Furtado (2002:163) ressalta que monitoramento é uma das atividades que constituem a etapa de controle e que são as mais negligenciadas no processo de planejamento. A autora define monitoramento como uma observação mais descritiva do processo de implementação da ação, como uma verificação e relato da ocorrência. Para ela, monitorar significa observar se alguma coisa está acontecendo e como está se desenvolvendo, progredindo. Para Stovel (2002: 175) o "monitoramento aplicado a bens patrimoniais individuais envolve a medição de qualidades e condições nas quais os responsáveis pelo seu gerenciamento podem focar seus esforços” e é entendido como uma atividade que é parte integral e contínua do ciclo de gerenciamento de um bem. O autor estabelece que o monitoramento de bens patrimoniais individuais pode envolver a avaliação do estado de conservação de um bem e do próprio

sítio, avaliação que em geral inclui significado patrimonial, valores, mensagens; a autenticidade/integridade em relação aos significados, valores e mensagens definidos e o estado dos atributos-chave mediante os quais o significado é expresso. E destaca que a apreciação de sítios patrimoniais onde vivem pessoas também deve envolver a avaliação de diversos componentes da qualidade de vida. Stovel (pág. 177 - 178) lembra que há uma tendência de se avaliar o estado de conservação pelos atributos físico-espaciais, mas, do ponto de vista patrimonial, o monitoramento deve ser efetuado no contexto do significado geral do sítio para se entender como mudanças físicas diminuiriam ou aumentariam os valores patrimoniais específicos pelos quais o sítio é reconhecido. O significado geral do sítio é registrado no documento intitulado Declaração de Significância, elaborada pelos sujeitos envolvidos com sua conservação, na qual é descrita a relação entre valores e atributos tangíveis, através dos quais os significados se expressam. O monitoramento permite auxiliar o ajuste de ações ou estratégias para melhor atender aos objetivos definidos nas ações de conservação.

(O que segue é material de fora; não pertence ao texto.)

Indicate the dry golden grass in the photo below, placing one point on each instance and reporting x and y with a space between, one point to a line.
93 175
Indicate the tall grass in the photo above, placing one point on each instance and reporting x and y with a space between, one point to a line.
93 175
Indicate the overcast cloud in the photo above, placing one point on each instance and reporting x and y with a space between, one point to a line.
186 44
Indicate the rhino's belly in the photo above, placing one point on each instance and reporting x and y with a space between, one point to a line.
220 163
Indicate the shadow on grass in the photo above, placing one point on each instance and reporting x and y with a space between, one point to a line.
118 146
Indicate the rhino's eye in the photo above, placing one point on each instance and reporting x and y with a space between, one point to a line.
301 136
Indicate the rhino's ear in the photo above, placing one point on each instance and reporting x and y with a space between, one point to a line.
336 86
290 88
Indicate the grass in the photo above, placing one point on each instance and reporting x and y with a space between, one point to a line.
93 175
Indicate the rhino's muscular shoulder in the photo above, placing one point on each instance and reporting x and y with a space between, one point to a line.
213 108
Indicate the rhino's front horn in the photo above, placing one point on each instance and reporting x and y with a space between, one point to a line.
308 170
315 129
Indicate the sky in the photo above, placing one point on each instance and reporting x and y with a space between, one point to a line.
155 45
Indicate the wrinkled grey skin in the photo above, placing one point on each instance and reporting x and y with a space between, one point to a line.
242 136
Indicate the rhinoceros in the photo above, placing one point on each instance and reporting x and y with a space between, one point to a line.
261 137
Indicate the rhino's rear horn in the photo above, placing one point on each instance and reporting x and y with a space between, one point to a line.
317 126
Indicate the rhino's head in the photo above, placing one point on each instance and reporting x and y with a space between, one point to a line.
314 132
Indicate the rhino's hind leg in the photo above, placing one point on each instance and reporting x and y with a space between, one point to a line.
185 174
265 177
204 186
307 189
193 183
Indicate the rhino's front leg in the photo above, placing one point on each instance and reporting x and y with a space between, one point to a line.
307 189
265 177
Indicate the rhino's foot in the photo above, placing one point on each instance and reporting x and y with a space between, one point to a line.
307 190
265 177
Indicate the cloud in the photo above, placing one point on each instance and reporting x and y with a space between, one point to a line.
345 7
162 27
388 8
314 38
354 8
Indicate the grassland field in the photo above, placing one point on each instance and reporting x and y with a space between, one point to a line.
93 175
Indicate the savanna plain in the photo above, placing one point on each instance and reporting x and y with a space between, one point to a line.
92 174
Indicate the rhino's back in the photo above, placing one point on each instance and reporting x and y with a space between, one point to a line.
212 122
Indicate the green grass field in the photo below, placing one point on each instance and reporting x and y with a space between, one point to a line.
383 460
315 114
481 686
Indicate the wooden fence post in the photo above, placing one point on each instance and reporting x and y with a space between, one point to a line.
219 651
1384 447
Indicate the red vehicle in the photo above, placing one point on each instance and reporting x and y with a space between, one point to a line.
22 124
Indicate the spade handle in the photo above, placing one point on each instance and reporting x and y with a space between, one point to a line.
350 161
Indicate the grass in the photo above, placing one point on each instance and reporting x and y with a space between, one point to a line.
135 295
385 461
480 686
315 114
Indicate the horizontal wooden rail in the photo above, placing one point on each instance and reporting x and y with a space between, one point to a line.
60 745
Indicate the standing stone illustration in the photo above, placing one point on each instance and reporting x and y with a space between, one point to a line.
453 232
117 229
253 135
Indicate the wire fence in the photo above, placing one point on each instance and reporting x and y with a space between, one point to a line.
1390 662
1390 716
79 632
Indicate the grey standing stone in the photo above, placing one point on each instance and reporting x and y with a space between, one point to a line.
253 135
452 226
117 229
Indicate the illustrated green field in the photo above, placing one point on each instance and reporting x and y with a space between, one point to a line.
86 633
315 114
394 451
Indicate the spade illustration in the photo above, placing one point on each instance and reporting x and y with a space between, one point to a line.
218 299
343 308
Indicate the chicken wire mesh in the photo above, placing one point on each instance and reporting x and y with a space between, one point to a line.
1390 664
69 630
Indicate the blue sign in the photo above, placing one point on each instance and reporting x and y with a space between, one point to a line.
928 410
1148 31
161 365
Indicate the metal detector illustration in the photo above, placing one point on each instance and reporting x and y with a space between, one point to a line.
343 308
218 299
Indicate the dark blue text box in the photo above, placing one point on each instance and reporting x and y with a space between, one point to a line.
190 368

Lira (2009: 28 - 46) ressalta que o monitoramento corresponde a uma das lacunas centrais no planejamento da conservação, mesmo sendo uma atividade preventiva que permite maior controle sobre mudanças e tendências de transformação. Ela salienta que um fator agravante está relacionado com a ausência de motivação específica para a promoção das atividades de fiscalização de intervenções arquitetônicas em bens patrimoniais, uma vez que, não havendo uma denúncia ou a realização visível de obras, um bem pode passar um período indefinido sem ser objeto de qualquer acompanhamento. Em decorrência disso, muitos bens acabam por perder os atributos físico-espaciais e os valores que os fizeram ser reconhecidos como patrimônio.

O monitoramento da conservação do CHO prevê o controle do uso e ocupação dos imóveis civis patrimoniais que está pautado na obrigatoriedade dos cidadãos de respeitar os limites impostos nas normas estabelecidas, as quais objetivam garantir o equilíbrio urbano e a qualidade de vida no sítio. E para que as atividades de monitoramento garantam a manutenção dos atributos e valores singulares do conjunto arquitetônico patrimonial no presente e no futuro devem estar embasadas na Declaração de Significância Cultural do sítio.